El satélite “Chi Po-lin”, la primera unidad de la constelación taiwanesa Formosat-8, despegó con éxito el 29 de noviembre a las 2:44 de la madrugada (hora de Taipéi). Fue lanzado desde Estados Unidos a bordo de un cohete Falcon 9 de SpaceX. El presidente Lai Ching-te (賴清德) celebró el hito y afirmó en un mensaje grabado que se trata de un paso clave hacia una “nueva era espacial” para Taiwán. Señaló que el Gobierno seguirá trabajando con los sectores académico, industrial y científico para impulsar el desarrollo espacial y convertir esta industria en un nuevo “motor de protección nacional”.
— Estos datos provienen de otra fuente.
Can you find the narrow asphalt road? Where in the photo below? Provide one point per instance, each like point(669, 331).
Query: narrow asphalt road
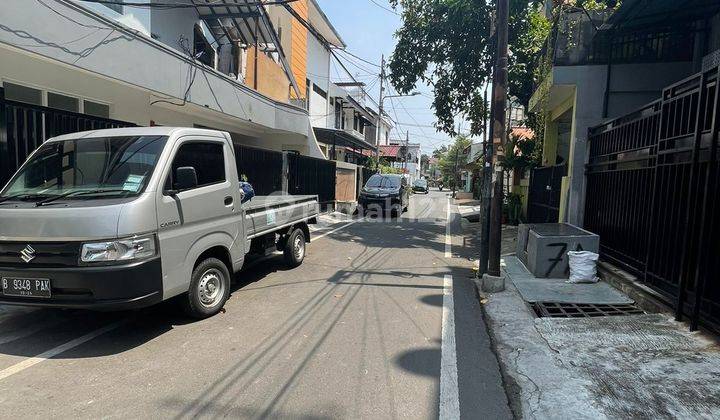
point(380, 321)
Lai explicó que el satélite formará, junto a los próximos lanzamientos, una red de observación terrestre de alta resolución. Los datos obtenidos apoyarán la planificación territorial, la monitorización agrícola, la gestión de desastres y la protección del medio ambiente. El mandatario destacó que la nave lleva el nombre del fallecido documentalista Chi Po-lin (齊柏林), símbolo de la defensa del territorio taiwanés, cuya “mirada desde el cielo” continuará ahora desde el espacio.
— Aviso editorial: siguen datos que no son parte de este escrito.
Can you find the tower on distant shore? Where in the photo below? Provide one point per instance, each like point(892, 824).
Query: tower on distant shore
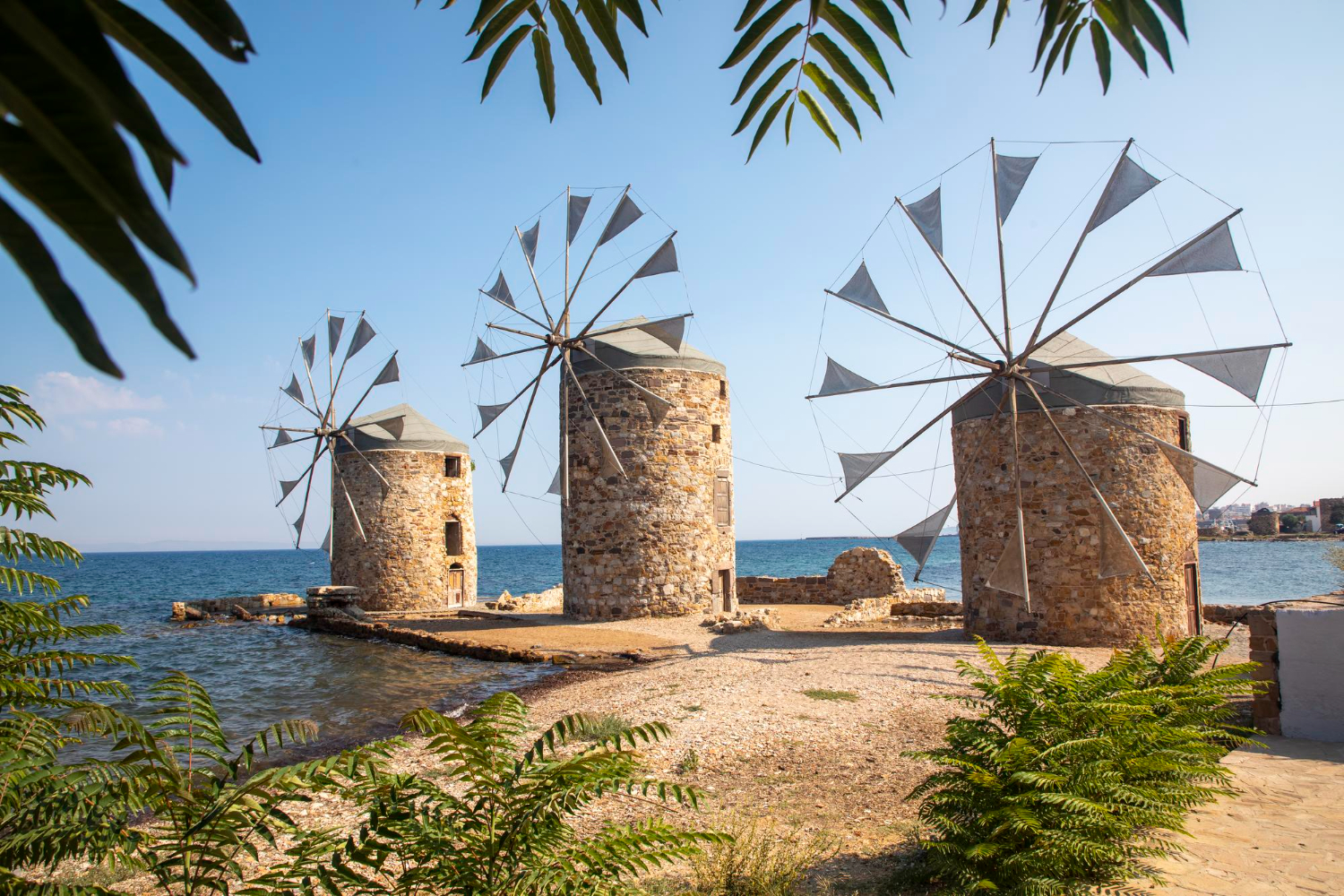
point(410, 544)
point(660, 538)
Formosat-8 es la primera constelación óptica de teledetección completamente desarrollada por Taiwán. Está compuesta por ocho satélites —seis con resolución de un metro y dos de resolución inferior a un metro— que serán lanzados progresivamente hasta 2031. Con esta capacidad, Taiwán espera obtener imágenes más frecuentes y nítidas que las del Formosat-5, y reforzar tanto la seguridad nacional como los servicios para la ciudadanía.